There was the predictable but welcoming refrain from my son and his partner: “You’ve brought the good weather with you!”.

And indeed it was not only good, but glorious, during our days here in this small city with strong sunlight until late every evening and temperatures of 13 degrees.

The weather in Britain, not only in my recent experience but in memory, is invariably better than the weather in Ireland — or maybe this is so because we live in West Cork, where it is inclined to be wet, and clouds regularly hang like sodden army blankets blocking out the sun.

However, we are sanguine. It is my expectation that upon our homecoming next week, the weather will wax wonderful and we will enjoy a summer unparalleled in living memory. Clearly, I am an unreconstructed optimist, but why not enjoy the imagining, even if the reality will not live up to it.

The fields of Leicestershire were green and neat, the hedges trimmed, hosts of daffodils on the roadsides as we drove into the countryside last Sunday.

At Bradgate Park, a large country estate once the home of the unfortunate Lady Jane Grey — who, for nine days, was queen of England before being beheaded for treason — we walked miles over old parkland, dotted with ancient oaks. I was fascinated by these. Some are 800 years old, and they show it. They were, apparently, pollarded for firewood to feed the hearths of the great house, and severely pollarded by the woodsmen in memory of Lady Jane upon her execution. Gnarled and shorn they stand, but still putting on new shoots and leaves annually after eight centuries.

I think we have no such oaks, or very few such oaks in Ireland, certainly not near where we live. The story goes that all the big Irish trees were knocked to make planking for English ships to combat the Spanish armada.
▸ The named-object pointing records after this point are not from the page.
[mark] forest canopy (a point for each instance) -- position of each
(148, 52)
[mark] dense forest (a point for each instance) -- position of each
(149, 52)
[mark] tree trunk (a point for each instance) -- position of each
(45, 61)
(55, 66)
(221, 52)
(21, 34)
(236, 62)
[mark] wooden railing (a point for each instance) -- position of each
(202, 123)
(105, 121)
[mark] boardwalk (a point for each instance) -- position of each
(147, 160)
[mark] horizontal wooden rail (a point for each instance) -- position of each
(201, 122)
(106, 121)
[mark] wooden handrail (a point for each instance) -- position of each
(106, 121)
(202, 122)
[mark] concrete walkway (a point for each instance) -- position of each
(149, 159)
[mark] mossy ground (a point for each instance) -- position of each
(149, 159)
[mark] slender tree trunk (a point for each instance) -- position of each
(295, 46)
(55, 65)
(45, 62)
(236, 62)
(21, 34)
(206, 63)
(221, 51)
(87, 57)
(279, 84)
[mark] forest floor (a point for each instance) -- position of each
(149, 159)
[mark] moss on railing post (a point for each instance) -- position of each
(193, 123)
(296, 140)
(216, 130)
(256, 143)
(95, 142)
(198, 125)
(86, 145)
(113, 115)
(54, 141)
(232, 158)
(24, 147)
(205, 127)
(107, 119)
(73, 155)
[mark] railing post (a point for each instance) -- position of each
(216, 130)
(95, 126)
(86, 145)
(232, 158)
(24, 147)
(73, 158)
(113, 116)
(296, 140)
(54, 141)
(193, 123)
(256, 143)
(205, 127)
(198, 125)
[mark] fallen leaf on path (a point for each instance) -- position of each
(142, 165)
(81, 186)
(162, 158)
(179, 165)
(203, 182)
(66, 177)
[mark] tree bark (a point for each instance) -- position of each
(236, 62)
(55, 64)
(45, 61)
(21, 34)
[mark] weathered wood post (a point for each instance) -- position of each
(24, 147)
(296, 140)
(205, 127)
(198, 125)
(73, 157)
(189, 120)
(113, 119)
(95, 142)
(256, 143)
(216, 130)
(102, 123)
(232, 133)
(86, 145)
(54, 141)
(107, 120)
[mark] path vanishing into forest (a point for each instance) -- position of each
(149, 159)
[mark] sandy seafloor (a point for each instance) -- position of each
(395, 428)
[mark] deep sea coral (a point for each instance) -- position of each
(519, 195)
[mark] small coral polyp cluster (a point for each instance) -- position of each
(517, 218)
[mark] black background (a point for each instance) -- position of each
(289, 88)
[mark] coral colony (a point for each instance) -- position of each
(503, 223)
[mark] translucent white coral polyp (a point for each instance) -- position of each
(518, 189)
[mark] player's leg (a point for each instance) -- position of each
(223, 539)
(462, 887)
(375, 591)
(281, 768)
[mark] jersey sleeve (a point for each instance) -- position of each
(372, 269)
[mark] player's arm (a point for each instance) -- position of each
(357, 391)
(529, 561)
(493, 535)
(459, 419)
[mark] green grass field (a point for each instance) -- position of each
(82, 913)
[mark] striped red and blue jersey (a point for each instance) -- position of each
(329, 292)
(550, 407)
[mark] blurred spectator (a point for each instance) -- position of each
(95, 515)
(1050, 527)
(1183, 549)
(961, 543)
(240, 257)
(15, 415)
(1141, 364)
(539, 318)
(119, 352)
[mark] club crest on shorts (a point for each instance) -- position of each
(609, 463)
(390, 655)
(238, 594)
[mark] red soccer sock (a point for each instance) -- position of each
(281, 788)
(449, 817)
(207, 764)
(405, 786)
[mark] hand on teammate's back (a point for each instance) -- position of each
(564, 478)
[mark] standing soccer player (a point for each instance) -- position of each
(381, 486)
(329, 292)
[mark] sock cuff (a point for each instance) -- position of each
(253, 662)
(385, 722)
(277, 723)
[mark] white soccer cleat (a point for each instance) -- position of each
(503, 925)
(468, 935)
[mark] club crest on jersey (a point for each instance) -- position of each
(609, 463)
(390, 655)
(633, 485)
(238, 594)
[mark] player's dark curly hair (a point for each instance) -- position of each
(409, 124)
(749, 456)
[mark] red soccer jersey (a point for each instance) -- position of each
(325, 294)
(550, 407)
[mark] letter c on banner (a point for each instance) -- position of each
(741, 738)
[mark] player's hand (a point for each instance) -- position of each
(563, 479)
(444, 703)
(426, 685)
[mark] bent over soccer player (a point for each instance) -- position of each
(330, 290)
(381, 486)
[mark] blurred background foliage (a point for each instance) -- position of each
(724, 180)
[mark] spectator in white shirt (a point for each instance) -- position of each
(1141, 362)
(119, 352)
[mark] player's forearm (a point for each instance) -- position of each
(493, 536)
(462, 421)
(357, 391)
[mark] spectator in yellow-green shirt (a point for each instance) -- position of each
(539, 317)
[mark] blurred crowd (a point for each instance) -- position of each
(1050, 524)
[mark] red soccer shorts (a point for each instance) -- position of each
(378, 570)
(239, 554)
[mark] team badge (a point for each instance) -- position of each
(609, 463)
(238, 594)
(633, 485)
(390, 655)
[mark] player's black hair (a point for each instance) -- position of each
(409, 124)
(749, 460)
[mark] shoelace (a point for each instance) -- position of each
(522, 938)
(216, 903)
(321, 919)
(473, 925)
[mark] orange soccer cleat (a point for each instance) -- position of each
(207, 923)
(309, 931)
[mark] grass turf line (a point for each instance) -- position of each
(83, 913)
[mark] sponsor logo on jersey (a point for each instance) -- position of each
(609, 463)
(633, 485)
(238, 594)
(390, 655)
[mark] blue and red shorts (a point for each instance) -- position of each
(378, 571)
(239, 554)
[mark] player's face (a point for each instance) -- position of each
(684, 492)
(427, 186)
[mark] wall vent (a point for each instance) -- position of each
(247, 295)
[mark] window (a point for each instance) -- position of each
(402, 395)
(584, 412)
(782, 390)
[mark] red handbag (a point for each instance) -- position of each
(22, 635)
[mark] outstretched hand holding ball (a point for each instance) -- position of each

I’m not sure if this is entirely true.

Meanwhile, the houses of the planters are surrounded by trees, as Austin Clark noted in his beautiful poem, The Planter’s Daughter. For the tenant farmers that saw her, she was “the Sunday in every week”. They “drank deep and were silent” while “The women were speaking/ Wherever she went —”

The trees around most planter’s houses are probably no older than 100 or 200 years but (I now resort to the internet) the oldest tree in Ireland is, apparently, a seedling in 1642, an oak tree, still extant in the Belvoir Forest Park in Belfast. In its photograph, it looks a right old wreck, still battling on despite the years, more or less like the oaks in the late lamented Lady Jane’s estate in Leicestershire.

Crows were common there, the English carrion crow which replaces the grey crows in our neighbouring island, except in Scotland where the old grey crew or hooded crow aka scál crow holds the ground. Carrion crows are very dark, the shape of jackdaws but bigger, as black as ravens but less stout and without the massive beak.

There were molehills everywhere in the parkland, which was grazed by fallow and red deer of which we got some fine sightings. Moles never reached Ireland; the Irish Sea got in the way of their subterranean progress.

They couldn’t swim, of course, and the collapse of the land bridge after the last Ice Age presented Welsh and Scottish moles with the unfordable stretch of water that surged in afterwards.. Perhaps it’s just as well. They make an awful mess of parkland and British gardeners invective can hardly express what they do to manicured lawns.

Grey squirrels were common in Swithland Wood, an adjunct to Bradgate Park with no pine martens there to control them. The future of our native red squirrel may improve with the increase of the pine marten population, once hounded but now protected. Red squirrels are nimble enough to usually escape predation by the marten, while the American invader, the grey squirrel, is not.